Inegável é que “Watermelon Sugar” e seu clipe são carregados de sensualidade – e que muita gente talvez nunca mais consiga ver uma melancia da mesma forma. Além de ser bem contagiante, é claro, o hit ainda está entre os dez mais tocados da Hot 100 da Billboard e também da lista de 50 faixas mais tocadas mundialmente do Spotify.
E ele não é um caso isolado.
Letras com referências sexuais estão longe de ser novidade. Aliás, até Charles Darwin já teorizava que a principal razão por trás da própria existência da música humana seria o sexo. Mas é intrigante como, justamente quando a simples proximidade física entre pessoas está (ou deveria estar) mais limitada, tantos lançamentos façam alusão ao tema.
O melhor exemplo talvez seja “WAP“, colaboração de Cardi B e Megan Thee Stallion lançada no início de agosto que passou semanas no primeiro lugar das principais listas globais de mais tocadas. As rappers aqui deixam pouco para a imaginação: o título é sigla para “wet-ass pussy” ou, em bom português, uma “b*ceta muito molhada”.
Diferentemente de “Watermelon Sugar”, o clipe de “WAP” foi gravado em um mundo já profundamente afetado pela pandemia. Em entrevista para a i-D, Cardi B revelou que foram investidos cerca de 100 mil dólares apenas em testes laboratoriais de todo mundo envolvido nas filmagens, que incluíram participações de Normani e Rosalía.
No vídeo, Cardi e Megan passeiam e dançam por uma mansão colorida que combina com suas roupas, bem ao estilo de um “Dr. Seuss NSFW”, como opinou a Vulture. A construção de uma “fun house” aliada a versos como “deslize seu nariz como um cartão de crédito” e até mesmo “vamos fazer roleplay, eu vou usar um disfarce” evocam a fantasia e o desejo de algo que, no momento, parece inalcançável para grande parte das pessoas – algo que, ao menos por enquanto, está apenas em sonhos, na imaginação. Tão perto, mas tão longe.
No Brasil, não é muito diferente. Das 50 faixas mais tocadas no Spotify Brasil atualmente, pelo menos nove nacionais têm letras com referências, seis das quais foram lançadas durante a quarentena – como “Desce Pro Play (PA PA PA)“, parceria de Mc Zaac, Anitta e Tyga, e “Flores“, de Luísa Sonza e Vitão.
Talvez também não seja uma coincidência que muitas dessas músicas tenham batidas animadas e dançantes. É quase um diagrama de Venn. O fechamento de bares e baladas – além do cancelamento de shows ao vivo – pode ter impedido que lançamentos como Future Nostalgia de Dua Lipa e Chromatica de Lady Gaga fossem aproveitados ao seu potencial máximo. Ainda assim, suas faixas continuam entre as mais tocadas mundialmente.

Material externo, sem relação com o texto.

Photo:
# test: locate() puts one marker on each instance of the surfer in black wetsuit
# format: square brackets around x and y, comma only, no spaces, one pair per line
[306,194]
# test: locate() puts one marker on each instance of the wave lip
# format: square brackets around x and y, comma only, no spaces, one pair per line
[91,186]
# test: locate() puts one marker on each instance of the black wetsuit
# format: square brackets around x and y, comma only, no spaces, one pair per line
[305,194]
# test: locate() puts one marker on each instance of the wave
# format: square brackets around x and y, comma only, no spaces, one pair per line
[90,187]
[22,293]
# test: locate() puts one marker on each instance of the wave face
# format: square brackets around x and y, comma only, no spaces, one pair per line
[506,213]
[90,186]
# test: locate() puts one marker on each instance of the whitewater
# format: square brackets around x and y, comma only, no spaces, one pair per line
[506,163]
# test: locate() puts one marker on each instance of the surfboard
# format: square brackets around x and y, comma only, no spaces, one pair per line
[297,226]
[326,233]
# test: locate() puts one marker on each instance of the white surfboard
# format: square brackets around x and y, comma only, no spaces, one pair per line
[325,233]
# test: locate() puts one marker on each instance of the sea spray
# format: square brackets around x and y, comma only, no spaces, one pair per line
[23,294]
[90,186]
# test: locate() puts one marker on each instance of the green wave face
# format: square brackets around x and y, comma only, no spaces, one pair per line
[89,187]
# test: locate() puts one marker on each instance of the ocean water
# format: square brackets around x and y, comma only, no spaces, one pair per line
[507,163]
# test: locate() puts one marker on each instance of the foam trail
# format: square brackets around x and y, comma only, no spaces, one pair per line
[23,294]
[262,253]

“Durante a quarentena, se tornou comum conversar sobre os tipos de rituais e costumes que possam persistir e prosperar em um futuro hipotético e vacinado, quando nós voltarmos a boates lotadas e nos apoiarmos uns nos outros em bares e sairmos beijando pelos cantos de novo”, sugeriu o editor da Pitchfork Jayson Greene. “No momento, para tantas pessoas encarando telas, [o sexo] é uma atividade fantástica, como jogar tênis de mesa na lua.”
É como se essas músicas nos permitissem fantasiar sobre um futuro próximo em que todas essas coisas podem acontecer de novo – sejam corpos suados se esfregando no meio da pista de dança ou encontros mais íntimos sem a necessidade de passar por um isolamento de duas semanas antes. Elas criam uma antecipação, um desejo por algo que, se não é totalmente proibido, é hoje muito limitado. Assim como nas preliminares, na sensualidade musical da quarentena existe uma provocação e, quem sabe, até mesmo uma certa esperança.
O que hoje em dia chamam de – ugh – “carentena” tem afetado cada um de um jeito. E a música pode ajudar artistas e público a lidarem um pouco melhor com isso – pelo menos por enquanto.